Гебль устроилась на сиденье так, чтобы с ее места можно было смотреть в окно – это было ее единственным развлечением. Малыш Ком свернулся клубочком и сладко спал у нее за пазухой: ему тоже было тепло и уютно. За окном проносились сугробы и торчащие из них черные ели, такие огромные, что их верхушки скрывались высоко в небе. Вскоре Полине стало казаться, что они сливаются в сплошную черно-белую стену – ее глаза закрывались, и она постепенно начинала проваливаться в сон. Но крепко заснуть ей не удавалось: перед глазами появлялось заплаканное лицо дочери, и женщина, содрогнувшись и едва не вскрикнув, просыпалась. Маленькая девочка, вцепившаяся в ее шаль своими крошечными ручками и не желавшая отпускать ее, казалась такой реальной, что Полине порой даже слышался ее крик. И снова она смотрела в окно на неприступную стену леса, мимо которого ехал экипаж, и на медленно темнеющее небо над дорогой. Смотрела, боясь закрыть глаза и снова заснуть, снова вернуться мыслями в недавнее прошлое, когда она уезжала из Москвы, оставляя там их с Жаном рыдающего ребенка и его равнодушную ко всему старую мать.
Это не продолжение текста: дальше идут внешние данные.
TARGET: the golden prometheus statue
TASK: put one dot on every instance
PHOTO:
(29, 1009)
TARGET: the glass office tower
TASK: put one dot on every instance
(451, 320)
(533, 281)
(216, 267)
Все это теперь было позади – вместе с долгими безуспешными попытками увидеться с Жаном в Петропавловской крепости, с плаванием в хлипкой лодочке среди льдин через Неву, с клятвенными обещаниями поехать следом за любимым и найти его в Сибири после того, как он попытался повеситься в своей камере и ей, наконец, позволили несколько минут поговорить с ним… Порой Полине казалось, что все это было целую вечность назад, порой – что только вчера. Она успокаивала себя лишь тем, что все это теперь осталось позади, что она сделала главное – добилась разрешения выехать вслед за ссыльными. Хотя вскоре после ее отъезда стало ясно, что все самое важное еще только начинается: впереди ее ждала длинная и запутанная дорога через сибирские леса, жестокие морозы и новая борьба с чиновниками за право следовать своим путем в каждом попадающемся ей навстречу городе. Больше мадемуазель Гебль не строила иллюзий: теперь она точно знала, что все останется позади лишь после того, как она прибудет в Читу.
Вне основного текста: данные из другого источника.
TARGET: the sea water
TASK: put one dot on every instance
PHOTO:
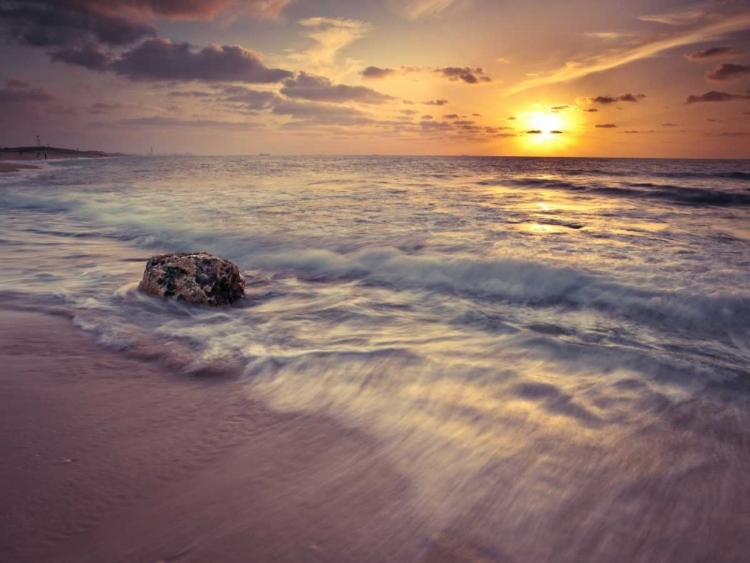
(556, 352)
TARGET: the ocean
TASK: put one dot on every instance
(556, 350)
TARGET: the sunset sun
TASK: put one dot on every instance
(547, 123)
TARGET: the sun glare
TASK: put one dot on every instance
(545, 130)
(547, 123)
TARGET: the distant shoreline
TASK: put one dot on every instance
(9, 156)
(6, 167)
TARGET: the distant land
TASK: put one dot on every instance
(9, 156)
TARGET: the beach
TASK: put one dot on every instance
(436, 360)
(6, 167)
(106, 458)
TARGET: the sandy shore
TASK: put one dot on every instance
(109, 459)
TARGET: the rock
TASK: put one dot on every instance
(195, 278)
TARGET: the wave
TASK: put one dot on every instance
(684, 195)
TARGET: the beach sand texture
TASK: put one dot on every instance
(109, 459)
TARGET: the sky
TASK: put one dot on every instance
(600, 78)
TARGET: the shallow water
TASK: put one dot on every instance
(554, 351)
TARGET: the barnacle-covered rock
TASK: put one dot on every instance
(200, 278)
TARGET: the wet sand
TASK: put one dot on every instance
(6, 167)
(108, 459)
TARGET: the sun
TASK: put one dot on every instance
(545, 131)
(546, 123)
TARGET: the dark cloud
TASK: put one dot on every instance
(373, 72)
(726, 71)
(15, 84)
(161, 59)
(90, 56)
(66, 23)
(714, 96)
(632, 98)
(102, 107)
(321, 113)
(249, 100)
(711, 53)
(190, 94)
(321, 89)
(465, 74)
(60, 23)
(14, 94)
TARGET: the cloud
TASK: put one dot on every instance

Скорости, с которой Полина теперь неслась вслед за своим любимым, она тоже была обязана двум пожилым теткам Жана. Экипаж, купленный ею в Москве, оказался совсем не подходящим для езды по заваленным снегом дорогам, и о том, как им приходилось добираться до Казани, молодая женщина до сих пор вспоминала с ужасом. Повозка глубоко проваливалась в снег, застревала в нем даже на ровной и хорошо утоптанной дороге, а наехав на кочку или яму, так и норовила завалиться набок. Продвигалась Полина со слугами тогда крайне медленно и ужасно боялась, что в один прекрасный день им всем придется ночевать среди леса, потому что они не успеют добраться до какого-нибудь жилья. Но, к ее огромной радости, новые казанские знакомые помогли ей продать тяжелый и неудобный экипаж и выбрать вместо него более приспособленную для дальних зимних поездок повозку. Они вообще сделали для нее очень много, и после знакомства с ними почти отчаявшаяся Полина снова поверила в свои силы. Сомнения в том, что она доедет до Читы, вновь увидит Жана и сумеет прожить там всю оставшуюся жизнь, если не исчезли полностью, то, по крайней мере, отодвинулись куда-то в глубину ее души. Теперь она ехала вперед с надеждой на что-то хорошее – точно так же, как три года назад ехала в Россию из Франции на небольшом корабле. Тогда позади нее тоже была оставленная навсегда старая жизнь, а впереди – неизвестная новая. И неизвестность не только не пугала, но даже обладала какой-то странной притягательностью.